Extraordinary creative activity has been characterized as revolutionary, flying in the face of what is established and producing not what is acceptable but what will become accepted. According to this formulation, highly creative activity transcends the limits of an existing form and establishes a new principle of organization. However, the idea that extraordinary creativity transcends established limits is misleading when it is applied to the arts, even though it may be valid for the sciences. Difference between highly creative art and highly creative science arise in part from a difference in their goals. For the sciences, a new theory is the goal and end result of the creative act. Innovative science produces new propositions in terms of which diverse phenomena can be related to one another in more coherent ways. Such phenomena as a brilliant diamond or a nesting a new theory. The goal of highly creative art is very different: the phenomenon itself becomes the direct product of the creative act. Shakespeare’ s Hamlet is not a tract about the behavior of indecisive princes or the uses of political power, nor is Picasso ’ s painting Guernica primarily a prepositional statement about the Spanish Civil War or the evils of fascism. What highly creative artistic activity produces is not a new generalization that transcends established limits, but rather an aesthetic particular. Aesthetic particulars produced by the highly creative artist extend or exploit, in an innovative way, the limits of an existing form, rather than transcend that form.

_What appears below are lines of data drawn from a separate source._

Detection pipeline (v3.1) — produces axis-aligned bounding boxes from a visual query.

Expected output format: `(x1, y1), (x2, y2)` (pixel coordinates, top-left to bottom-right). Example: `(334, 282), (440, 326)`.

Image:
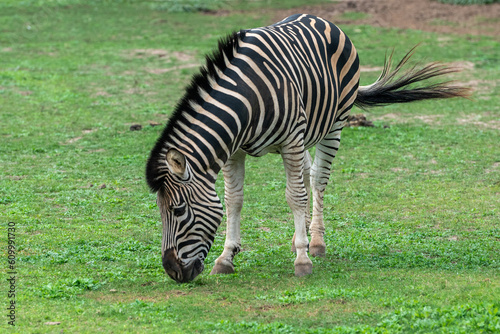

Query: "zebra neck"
(167, 94), (252, 180)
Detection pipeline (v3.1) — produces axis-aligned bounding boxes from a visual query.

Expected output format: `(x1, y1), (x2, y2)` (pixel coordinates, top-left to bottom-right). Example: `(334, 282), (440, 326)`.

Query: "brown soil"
(273, 0), (500, 38)
(126, 49), (195, 62)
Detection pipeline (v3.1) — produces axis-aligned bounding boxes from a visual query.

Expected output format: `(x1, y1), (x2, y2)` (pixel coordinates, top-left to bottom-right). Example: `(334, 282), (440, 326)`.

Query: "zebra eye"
(172, 203), (186, 217)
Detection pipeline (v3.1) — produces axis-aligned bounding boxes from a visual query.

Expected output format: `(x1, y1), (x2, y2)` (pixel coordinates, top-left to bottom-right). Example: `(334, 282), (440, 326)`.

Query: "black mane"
(146, 30), (246, 192)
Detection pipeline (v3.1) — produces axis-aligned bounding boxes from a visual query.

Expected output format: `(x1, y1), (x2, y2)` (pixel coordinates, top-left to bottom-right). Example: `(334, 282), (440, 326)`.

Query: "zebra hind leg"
(281, 142), (313, 277)
(210, 150), (246, 275)
(309, 127), (343, 257)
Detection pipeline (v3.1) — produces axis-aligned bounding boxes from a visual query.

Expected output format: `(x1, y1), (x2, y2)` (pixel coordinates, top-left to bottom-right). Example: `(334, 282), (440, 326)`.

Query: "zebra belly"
(241, 145), (281, 157)
(303, 116), (338, 150)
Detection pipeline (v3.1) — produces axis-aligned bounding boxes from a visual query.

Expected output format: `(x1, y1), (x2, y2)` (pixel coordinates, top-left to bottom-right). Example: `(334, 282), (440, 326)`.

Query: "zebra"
(146, 14), (469, 283)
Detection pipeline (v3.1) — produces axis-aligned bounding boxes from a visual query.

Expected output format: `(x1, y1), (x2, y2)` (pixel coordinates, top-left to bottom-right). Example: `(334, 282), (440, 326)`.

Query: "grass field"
(1, 0), (499, 333)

This is not to deny that a highly creative artist sometimes establishes a new principle of organization in the history of an artistic field; the composer Monteverdi, who created music of the highest aesthetic value, comes to mind. More generally, however, whether or not a composition establishes a new principle in the history of music has little bearing on its aesthetic worth. Because they embody a new principle of organization, some musical works, such as the operas of the Florentime Camerata, are of signal historical importance but few listeners or musicologists would include these among the great works of music. On the other hand, Mozart’s The Marriage of Figaro is surely among the masterpieces of music even though its modest innovations are confined to extending existing means. It has been said of Beethoven that he toppled the rules and freed music from the stifling confines of convention. But a close study of his compositions reveals that Beethoven overturned no fundamental rules. Rather, he was an incomparable strategist who exploited limits—the rules, forms, and conventions that he inherited from predecessors such as Haydn and Mozart, Handel and Bach—in strikingly original ways.